Иван рассеянно слушал стариков, поглядывая на Настю. Легким хмелем туманилась голова от усталости, от монотонного гудения голосов, от встречи с ее скорбными глазами. И вспоминались те предвоенные весны, когда он пахал в Потрусове и познакомился с ней, но пересек дорогу Егор Коршунов, с которым они были погодками.
— Василий Капитонович, от Егора есть что-нибудь? — спросил мельника.
— Ни одного письма не было. Ушел на фронт и точно в воду канул, — Коршунов опрокинул стопку, тяжело облокотился на столешницу, обсасывая плавник окуня. — Нету моего Егора. Нет! — повторил убежденно и скрипнул зубами. — Давно получили извещение, что пропал без вести. Сгинул в чужом краю.
Мельник снова опустил кудлатую голову, задумчиво перекатывая по столешнице хлебный катыш. Воспоминание о сыне сегодня особенно разбередило Василия Капитоновича: ведь дружками были Егор с Иваном. Ваньке повезло. Гуляй теперь, сколько душа примет! Вот как она, судьба-то, распределяет.

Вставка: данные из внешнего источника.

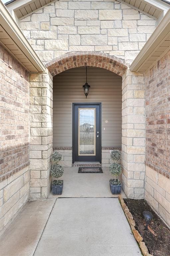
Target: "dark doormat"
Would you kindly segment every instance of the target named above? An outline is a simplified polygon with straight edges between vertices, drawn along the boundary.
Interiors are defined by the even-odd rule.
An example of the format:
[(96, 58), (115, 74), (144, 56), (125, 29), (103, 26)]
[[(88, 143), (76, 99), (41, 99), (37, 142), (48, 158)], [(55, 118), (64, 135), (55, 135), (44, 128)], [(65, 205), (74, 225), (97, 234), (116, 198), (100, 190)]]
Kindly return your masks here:
[(78, 173), (102, 173), (101, 167), (79, 167)]

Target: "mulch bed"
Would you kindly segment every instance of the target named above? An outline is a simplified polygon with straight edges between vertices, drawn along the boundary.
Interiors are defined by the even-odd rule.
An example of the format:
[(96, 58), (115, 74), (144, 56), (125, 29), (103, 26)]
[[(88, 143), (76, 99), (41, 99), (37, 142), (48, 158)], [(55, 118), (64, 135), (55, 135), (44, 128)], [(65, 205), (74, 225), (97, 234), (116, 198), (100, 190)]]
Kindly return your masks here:
[[(170, 230), (153, 211), (144, 200), (124, 199), (136, 223), (136, 229), (143, 237), (149, 252), (153, 256), (170, 256)], [(154, 232), (155, 236), (149, 230), (145, 230), (142, 212), (149, 211), (153, 216), (149, 226)]]

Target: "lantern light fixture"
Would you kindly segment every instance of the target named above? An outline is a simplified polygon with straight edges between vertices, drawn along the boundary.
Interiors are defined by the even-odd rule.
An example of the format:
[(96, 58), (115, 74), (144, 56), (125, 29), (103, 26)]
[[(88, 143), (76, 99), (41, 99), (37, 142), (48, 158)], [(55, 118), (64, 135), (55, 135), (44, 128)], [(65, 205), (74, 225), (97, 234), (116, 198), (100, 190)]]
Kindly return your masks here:
[(86, 82), (84, 85), (83, 85), (83, 88), (84, 90), (85, 94), (85, 98), (87, 98), (87, 97), (89, 92), (89, 90), (90, 88), (90, 85), (89, 85), (87, 83), (87, 67), (86, 66)]
[(148, 211), (144, 211), (143, 212), (143, 215), (145, 218), (146, 222), (146, 226), (145, 229), (146, 230), (148, 229), (148, 226), (151, 220), (153, 218), (153, 216), (152, 213)]

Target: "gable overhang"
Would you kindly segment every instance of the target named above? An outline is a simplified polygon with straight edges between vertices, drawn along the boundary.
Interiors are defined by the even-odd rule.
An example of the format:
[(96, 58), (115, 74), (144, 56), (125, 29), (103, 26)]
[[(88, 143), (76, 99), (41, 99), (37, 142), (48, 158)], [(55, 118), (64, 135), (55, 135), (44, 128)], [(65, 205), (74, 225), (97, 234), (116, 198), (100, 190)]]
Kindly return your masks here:
[[(58, 0), (58, 1), (59, 0)], [(56, 0), (11, 0), (5, 4), (16, 21), (36, 11)], [(149, 17), (158, 23), (170, 8), (169, 0), (118, 0)]]
[(0, 44), (30, 72), (44, 71), (44, 65), (1, 0)]
[(170, 10), (130, 66), (131, 71), (144, 73), (170, 49)]

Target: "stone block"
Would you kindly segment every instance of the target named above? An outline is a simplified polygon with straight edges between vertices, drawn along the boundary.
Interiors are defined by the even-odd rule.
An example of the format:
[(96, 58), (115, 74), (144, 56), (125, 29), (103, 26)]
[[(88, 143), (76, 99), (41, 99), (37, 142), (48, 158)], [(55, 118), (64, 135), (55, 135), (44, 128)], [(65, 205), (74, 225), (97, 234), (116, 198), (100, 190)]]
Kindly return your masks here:
[(30, 170), (47, 170), (48, 166), (47, 159), (31, 159), (30, 168)]
[(30, 159), (41, 158), (42, 158), (41, 151), (30, 150)]
[(128, 36), (127, 29), (126, 28), (116, 28), (108, 29), (108, 36)]
[(95, 10), (76, 10), (75, 15), (75, 20), (96, 20), (98, 18), (98, 12)]
[(82, 45), (106, 45), (107, 37), (106, 35), (83, 35), (81, 37), (81, 43)]
[(145, 139), (144, 138), (136, 138), (133, 139), (133, 146), (145, 146)]
[(31, 31), (31, 37), (36, 39), (56, 39), (57, 34), (55, 31)]
[[(69, 2), (69, 9), (82, 10), (90, 9), (90, 2)], [(92, 8), (91, 9), (93, 9)]]
[(94, 50), (94, 47), (88, 46), (73, 46), (69, 47), (69, 51), (92, 51)]
[(154, 26), (139, 26), (137, 28), (137, 31), (138, 33), (152, 33), (155, 29)]
[(89, 26), (78, 27), (78, 33), (81, 34), (100, 34), (100, 27)]
[(106, 10), (108, 9), (110, 10), (113, 9), (113, 3), (111, 2), (92, 2), (91, 7), (92, 9), (95, 10), (103, 9)]
[(137, 42), (122, 42), (119, 44), (119, 49), (124, 51), (138, 50), (138, 43)]
[(18, 191), (12, 196), (1, 208), (1, 218), (16, 203), (20, 198), (20, 192)]
[(117, 44), (117, 37), (108, 37), (108, 43), (111, 45)]
[(101, 20), (121, 20), (122, 14), (120, 10), (99, 10), (99, 19)]
[(101, 28), (114, 28), (114, 21), (112, 20), (103, 20), (100, 22)]
[(170, 194), (170, 179), (160, 173), (158, 174), (158, 185)]
[(67, 2), (56, 2), (55, 8), (56, 9), (68, 9), (68, 3)]
[(20, 25), (21, 29), (24, 30), (38, 30), (40, 29), (40, 22), (21, 22)]
[(22, 197), (28, 192), (29, 192), (30, 183), (28, 182), (20, 190), (20, 197)]
[(74, 25), (74, 18), (59, 17), (51, 18), (51, 25), (56, 26), (73, 26)]
[(40, 21), (49, 21), (49, 13), (33, 13), (31, 16), (31, 21), (39, 22)]
[(42, 30), (49, 30), (50, 22), (41, 22), (40, 27)]
[(49, 5), (43, 8), (44, 13), (55, 13), (55, 7), (54, 5)]
[(114, 21), (114, 28), (121, 28), (122, 23), (121, 20)]
[(67, 40), (46, 40), (45, 49), (56, 51), (68, 49)]
[(137, 27), (136, 20), (122, 20), (123, 28), (135, 28)]
[(4, 189), (4, 200), (6, 202), (9, 198), (20, 189), (24, 185), (24, 177), (20, 176), (7, 185)]
[[(87, 20), (87, 26), (100, 26), (100, 22), (99, 20)], [(79, 26), (79, 25), (78, 25), (78, 26)], [(82, 25), (81, 25), (81, 26), (82, 26)]]
[(32, 187), (47, 187), (47, 179), (32, 179), (30, 185)]
[(31, 170), (31, 179), (40, 179), (41, 178), (41, 171)]
[(74, 11), (72, 10), (56, 10), (56, 16), (57, 17), (70, 17), (73, 18), (74, 17)]
[(80, 45), (80, 35), (69, 35), (69, 44), (70, 45)]
[(156, 190), (154, 191), (154, 198), (168, 212), (170, 212), (170, 203)]
[(129, 36), (129, 41), (132, 42), (146, 42), (146, 35), (144, 34), (132, 34)]
[(140, 180), (127, 180), (127, 186), (129, 188), (143, 188), (144, 186), (144, 181)]

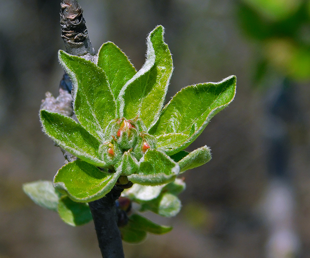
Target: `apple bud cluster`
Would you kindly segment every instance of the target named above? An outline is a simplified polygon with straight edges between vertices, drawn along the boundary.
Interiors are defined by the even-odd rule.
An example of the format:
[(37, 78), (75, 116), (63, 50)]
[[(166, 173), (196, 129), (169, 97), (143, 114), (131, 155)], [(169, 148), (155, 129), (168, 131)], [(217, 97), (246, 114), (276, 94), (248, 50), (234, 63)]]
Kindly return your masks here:
[(113, 120), (109, 124), (107, 130), (111, 138), (100, 147), (102, 158), (107, 164), (116, 165), (125, 152), (139, 161), (148, 149), (156, 148), (156, 139), (145, 131), (145, 126), (139, 117), (131, 120), (124, 117)]

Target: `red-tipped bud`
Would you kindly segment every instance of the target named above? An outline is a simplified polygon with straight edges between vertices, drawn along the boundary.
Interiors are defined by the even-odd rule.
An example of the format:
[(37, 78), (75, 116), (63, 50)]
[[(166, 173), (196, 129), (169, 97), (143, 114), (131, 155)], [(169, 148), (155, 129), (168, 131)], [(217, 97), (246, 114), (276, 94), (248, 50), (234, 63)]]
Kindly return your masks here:
[(135, 126), (130, 123), (130, 120), (127, 121), (125, 119), (122, 119), (118, 122), (120, 124), (119, 129), (116, 133), (116, 136), (119, 137), (124, 132), (127, 133), (127, 136), (129, 137), (131, 133), (131, 129), (135, 128)]

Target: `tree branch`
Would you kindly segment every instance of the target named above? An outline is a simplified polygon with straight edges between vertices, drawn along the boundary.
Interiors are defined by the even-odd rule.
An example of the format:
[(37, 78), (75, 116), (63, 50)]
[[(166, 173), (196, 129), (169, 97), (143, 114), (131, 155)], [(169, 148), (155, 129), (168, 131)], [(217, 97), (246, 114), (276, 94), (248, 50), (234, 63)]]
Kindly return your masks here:
[(114, 186), (101, 199), (88, 203), (103, 258), (124, 258), (115, 201), (124, 190)]
[(95, 54), (89, 40), (83, 10), (76, 0), (63, 0), (60, 4), (61, 37), (67, 52), (75, 56)]

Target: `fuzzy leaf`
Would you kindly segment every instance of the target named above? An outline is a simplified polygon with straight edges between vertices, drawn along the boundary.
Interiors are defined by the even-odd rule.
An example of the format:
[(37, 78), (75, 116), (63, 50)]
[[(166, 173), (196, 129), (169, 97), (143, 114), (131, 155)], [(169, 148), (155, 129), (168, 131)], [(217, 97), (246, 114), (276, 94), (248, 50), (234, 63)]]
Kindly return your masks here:
[(139, 115), (148, 128), (158, 119), (172, 73), (172, 58), (163, 34), (162, 26), (150, 33), (145, 63), (120, 94), (120, 116), (129, 119)]
[(91, 134), (104, 140), (105, 127), (117, 113), (104, 72), (92, 62), (61, 50), (58, 57), (72, 82), (73, 108), (78, 119)]
[(157, 150), (148, 150), (139, 163), (137, 174), (129, 176), (128, 179), (144, 185), (166, 183), (173, 180), (180, 171), (177, 163)]
[(54, 178), (54, 186), (64, 190), (73, 201), (86, 202), (100, 199), (113, 188), (120, 176), (100, 170), (78, 160), (60, 169)]
[(99, 141), (72, 118), (44, 110), (40, 117), (44, 132), (57, 145), (91, 164), (105, 165), (98, 154)]
[(105, 72), (116, 99), (126, 82), (137, 73), (125, 54), (113, 42), (101, 46), (97, 64)]
[(172, 227), (161, 226), (146, 218), (134, 213), (129, 217), (127, 225), (133, 229), (159, 235), (168, 233), (172, 229)]
[(55, 189), (50, 181), (39, 180), (24, 183), (23, 190), (35, 203), (56, 211), (61, 194)]
[(162, 216), (170, 217), (178, 214), (181, 206), (181, 201), (176, 196), (166, 192), (156, 199), (143, 203), (140, 210), (148, 210)]
[(218, 83), (188, 86), (177, 93), (149, 131), (156, 137), (157, 147), (170, 155), (186, 148), (211, 119), (232, 101), (236, 84), (236, 77), (232, 76)]
[(145, 239), (147, 234), (145, 231), (132, 229), (128, 224), (120, 228), (119, 230), (122, 239), (124, 241), (131, 243), (136, 244), (142, 242)]
[(88, 204), (73, 201), (66, 196), (59, 200), (58, 208), (60, 218), (70, 226), (81, 226), (93, 219)]
[(176, 196), (183, 192), (186, 187), (186, 184), (183, 180), (177, 178), (173, 182), (166, 184), (162, 189), (162, 192), (168, 192)]
[(130, 154), (129, 151), (125, 152), (123, 154), (122, 162), (117, 169), (121, 170), (122, 175), (129, 176), (135, 172), (138, 169), (138, 161)]
[(192, 151), (178, 162), (180, 172), (184, 172), (201, 166), (210, 161), (211, 153), (206, 145)]

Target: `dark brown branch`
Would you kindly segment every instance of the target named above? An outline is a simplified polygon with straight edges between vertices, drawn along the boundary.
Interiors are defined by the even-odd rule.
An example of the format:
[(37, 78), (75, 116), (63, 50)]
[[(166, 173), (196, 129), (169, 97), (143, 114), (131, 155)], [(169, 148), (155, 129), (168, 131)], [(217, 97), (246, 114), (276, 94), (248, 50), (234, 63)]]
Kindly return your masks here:
[(67, 52), (75, 56), (95, 55), (83, 17), (83, 10), (77, 1), (63, 0), (60, 6), (61, 37)]

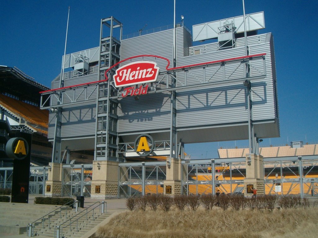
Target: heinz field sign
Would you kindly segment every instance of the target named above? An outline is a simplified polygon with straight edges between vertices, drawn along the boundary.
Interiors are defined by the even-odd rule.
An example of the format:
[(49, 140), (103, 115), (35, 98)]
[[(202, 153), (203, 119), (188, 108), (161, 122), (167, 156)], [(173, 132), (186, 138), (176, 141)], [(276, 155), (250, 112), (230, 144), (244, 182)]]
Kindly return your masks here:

Серега Карпухин сидел наискосок от Ивана, по другую сторону стола. Самогонку и пиво глушил наравне со стариками. И председатель и бригадир словно забыли о нем. Работать, так в каждую дыру тычут. Всю посевную пыль глотал на сеялке.
Давно не видел Серега улыбки на лице матери, а сегодня она, помолодевшая, оживленная, то исчезала на кухне, то появлялась снова и всех потчевала, как своих домашних гостей. Мать часто была стряпухой на колхозных праздниках.
— Кашу! Кашу тащить из печи пора! — объявила она и перекинула через брус переборки веревку, подала ее по рукам вдоль стола.
Застонала изба. Раскачиваясь в едином ритме, все тянули веревку и пели «Дубинушку».
— Взяли-и! Еще раз! Подернем, потянем! — визгливо подбадривал Федя Тарантин.